Given a URL /api/users/1234/pages, how an HTTP server finds the corresponding handler for it? Router helps to convert the concrete URL to a pattern and its handler.

This blog introduces the routers in Gin framework. In short, Gin uses trie(prefix tree) to maintain the URL-handler mapping.

Gin Router

Gin Router Matching Mode

Gin router supports to match URLs exactly, wildly and catch all, and the table below shown how the matching works.

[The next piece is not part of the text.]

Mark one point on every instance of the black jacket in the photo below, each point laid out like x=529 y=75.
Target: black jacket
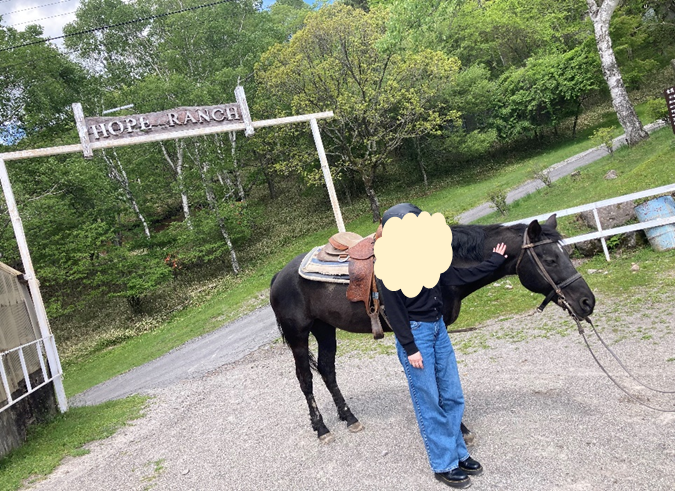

+----------+--------------------+------------------------+---------+
|          | URL                | Pattern                | Note    |
+==========+====================+========================+=========+
| Exact    | /api/users         | /api/users             | matched |
|          |                    +------------------------+---------+
|          |                    | /api/user              | x       |
+----------+--------------------+------------------------+---------+
| Wild     | /api/users/:id     | /api/users/123         | matched |
|          |                    +------------------------+---------+
|          |                    | /api/users/            | x       |
|          |                    +------------------------+---------+
|          |                    | /api/users/123/profile | x       |
+----------+--------------------+------------------------+---------+
| CatchAll | /api/users/*action | /api/users/123         | matched |
|          |                    +------------------------+---------+
|          |                    | /api/users/            | matched |
|          |                    +------------------------+---------+
|          |                    | /api/users/123/profile | matched |
+----------+--------------------+------------------------+---------+

Construct Patterns Trees in Gin Router

Basic Types and Representation

Gin router uses the idea of http router to implement its router. Gin router defines a map to store patterns of different methods because the patterns of methods vary.

type methodTree struct {
    method string
    root   *node
}

type Engine struct {
    // ignore many fields, modified by blog author
    trees methodTrees
}

The basic unit of common prefix is struct node and it has several types as listed below.

type nodeType uint8

const (
    static nodeType = iota
    root 
    param
    catchAll
)

The root means this node is the root node of a method under methodTrees. The static refers to the exact match, param refers to the wild match and the catchAll matches as its name means. The node types are generally used for pattern matching when analyzing a concrete URL, but the topic here focus on the tree construction.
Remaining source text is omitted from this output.